O francês leu o jogo de forma soberba e percebeu onde podia atacar o Barcelona. Pelas laterais e em velocidade. Lançou o supersónico Theo Walcott que só precisou de quatro minutos para romper as redes de Valdés. O jogo tinha mudado, o Barcelona perdeu a bola e o espaço. O desaparecido Messi ficou em campo e saiu Zlatan. Uma mudança que deu a Henry o aplauso merecido e nada mais. O Barcelona com este lance perdeu a linha ofensiva e o Arsenal subiu no terreno de forma imediata passando a jogar no campo do rival. Poderia ter dado a volta ao marcador por várias vezes mas Pique e Puyol estavam sublimes. Até que mais uma arrancada pela direita de Walcott levantou a bola para a cabeça de Bendtner. O dinamarques, espertissimo, assistiu Fabregas que se preparava para fuzilar Valdés quando prende a perna em Puyol. Penalty pelo toque de ombro do capitão. Vermelho e o momento do jogo. Fabregas marca mas lesiona-se. Sem poder ser substituido fica no relvado a sofrer. E o conjunto gunner perde o seu pensador. E o jogo adormece lentamente até ao suspiro final.

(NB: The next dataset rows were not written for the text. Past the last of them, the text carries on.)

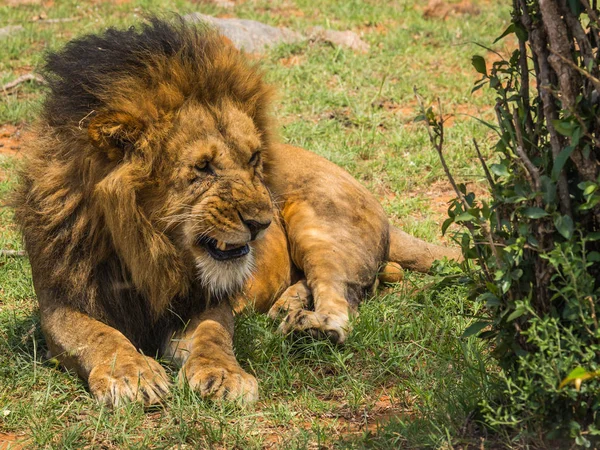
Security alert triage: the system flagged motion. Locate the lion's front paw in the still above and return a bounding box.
[279,309,350,344]
[179,358,258,403]
[88,354,170,406]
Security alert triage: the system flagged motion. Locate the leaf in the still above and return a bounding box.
[442,217,454,234]
[523,206,548,219]
[490,164,509,177]
[506,306,527,322]
[462,322,490,337]
[471,55,487,75]
[454,212,477,222]
[587,252,600,262]
[558,366,600,390]
[554,216,574,239]
[493,23,515,44]
[552,145,575,180]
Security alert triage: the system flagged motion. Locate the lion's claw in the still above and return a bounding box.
[88,355,170,407]
[279,309,350,344]
[179,358,258,403]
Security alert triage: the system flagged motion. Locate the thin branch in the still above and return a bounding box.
[0,250,27,257]
[473,138,496,189]
[1,73,46,94]
[31,17,79,24]
[513,108,542,192]
[549,48,600,92]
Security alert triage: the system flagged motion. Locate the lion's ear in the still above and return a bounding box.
[88,111,144,159]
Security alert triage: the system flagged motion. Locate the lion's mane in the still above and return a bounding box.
[14,18,271,348]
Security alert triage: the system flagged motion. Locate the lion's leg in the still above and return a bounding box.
[168,301,258,402]
[279,276,356,344]
[268,280,312,319]
[41,307,169,406]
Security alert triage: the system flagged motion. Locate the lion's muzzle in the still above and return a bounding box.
[196,237,250,261]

Sem Pique e Puyol para a volta, Guardiola tem um grave problema. Mas não menor que Wenger que não contará com Arshavin, mas também não poderá alinhar Gallas e Fabregas que podem estar de fora até Maio. Resultado de uma batalha inesquecível no tapete londrino que relembram ao mais comum dos mortais que a bola no pé, o espaço de campo aberto e o ritmo cardíaco ao máximo são os únicos condimentos realmente necessários para demonstrar que o futebol é mesmo o maior espectáculo á face da terra.